Но этого мне и в голову не приходило, когда я плыла по Круазетт под ночным средиземноморским небом. Я думала, что теперь-то мне – только вверх. Через два дня должен был состояться второй показ нашего фильма, и в тот же день профильная пресса должна была объявить о партнерстве между “Фаерфлай филмс” и Хьюго Нортом. Ни дать ни взять, мечта продюсера.

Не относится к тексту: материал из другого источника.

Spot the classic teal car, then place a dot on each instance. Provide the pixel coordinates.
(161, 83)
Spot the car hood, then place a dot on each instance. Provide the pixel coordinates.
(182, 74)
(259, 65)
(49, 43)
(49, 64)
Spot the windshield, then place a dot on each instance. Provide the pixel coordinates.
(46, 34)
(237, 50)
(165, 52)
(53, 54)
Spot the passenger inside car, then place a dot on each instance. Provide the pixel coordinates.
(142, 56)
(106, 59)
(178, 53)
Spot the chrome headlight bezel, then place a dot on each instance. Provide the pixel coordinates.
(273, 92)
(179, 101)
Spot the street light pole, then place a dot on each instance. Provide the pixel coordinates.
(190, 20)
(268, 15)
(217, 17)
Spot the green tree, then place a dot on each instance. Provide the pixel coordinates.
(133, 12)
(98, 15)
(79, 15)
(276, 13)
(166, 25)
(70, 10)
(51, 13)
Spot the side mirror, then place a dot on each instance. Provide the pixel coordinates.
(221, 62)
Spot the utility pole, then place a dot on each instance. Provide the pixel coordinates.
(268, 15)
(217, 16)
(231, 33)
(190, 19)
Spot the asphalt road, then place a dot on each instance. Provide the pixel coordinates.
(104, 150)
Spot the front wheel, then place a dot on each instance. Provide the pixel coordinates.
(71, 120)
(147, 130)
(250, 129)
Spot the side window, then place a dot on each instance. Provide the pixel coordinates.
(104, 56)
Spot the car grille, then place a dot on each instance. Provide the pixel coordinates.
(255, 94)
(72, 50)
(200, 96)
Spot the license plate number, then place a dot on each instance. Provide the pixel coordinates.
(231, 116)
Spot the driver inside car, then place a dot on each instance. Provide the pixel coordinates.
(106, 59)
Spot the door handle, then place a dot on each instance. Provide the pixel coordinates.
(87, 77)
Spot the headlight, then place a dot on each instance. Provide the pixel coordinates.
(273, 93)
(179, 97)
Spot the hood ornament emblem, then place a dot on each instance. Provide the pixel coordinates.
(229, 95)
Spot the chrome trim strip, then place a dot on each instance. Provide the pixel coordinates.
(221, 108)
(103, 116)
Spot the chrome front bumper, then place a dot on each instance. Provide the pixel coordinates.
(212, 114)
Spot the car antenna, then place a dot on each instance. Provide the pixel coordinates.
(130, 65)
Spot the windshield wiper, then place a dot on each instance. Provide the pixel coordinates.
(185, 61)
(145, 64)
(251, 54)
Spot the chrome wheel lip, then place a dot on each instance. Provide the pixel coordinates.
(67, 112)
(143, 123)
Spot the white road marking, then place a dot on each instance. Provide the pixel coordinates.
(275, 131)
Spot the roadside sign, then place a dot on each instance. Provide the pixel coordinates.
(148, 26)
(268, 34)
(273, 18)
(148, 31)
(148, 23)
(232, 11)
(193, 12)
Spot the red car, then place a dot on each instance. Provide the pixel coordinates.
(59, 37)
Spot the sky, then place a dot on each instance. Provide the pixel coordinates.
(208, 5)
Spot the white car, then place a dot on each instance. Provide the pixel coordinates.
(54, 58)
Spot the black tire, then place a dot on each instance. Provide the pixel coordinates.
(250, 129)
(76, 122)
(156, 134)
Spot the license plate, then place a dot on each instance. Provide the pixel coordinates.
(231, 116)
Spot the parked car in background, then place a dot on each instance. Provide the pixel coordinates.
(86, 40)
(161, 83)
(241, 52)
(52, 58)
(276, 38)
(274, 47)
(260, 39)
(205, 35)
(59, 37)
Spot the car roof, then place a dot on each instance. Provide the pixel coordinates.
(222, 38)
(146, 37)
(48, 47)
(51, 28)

На обратном пути, пьяная и слегка под кайфом, я торжествовала. Я шла мимо горящих фонарей и белых яхт по миллиону долларов каждая, мимо звуков смеха и роскоши от дельцов, знаменитостей и прилагавшейся к ним шушеры, которая на них молилась.
Я миновала конец Круазетт, где здоровенные фонари кончались, где жили будничные, малопримечательные обитатели Канн.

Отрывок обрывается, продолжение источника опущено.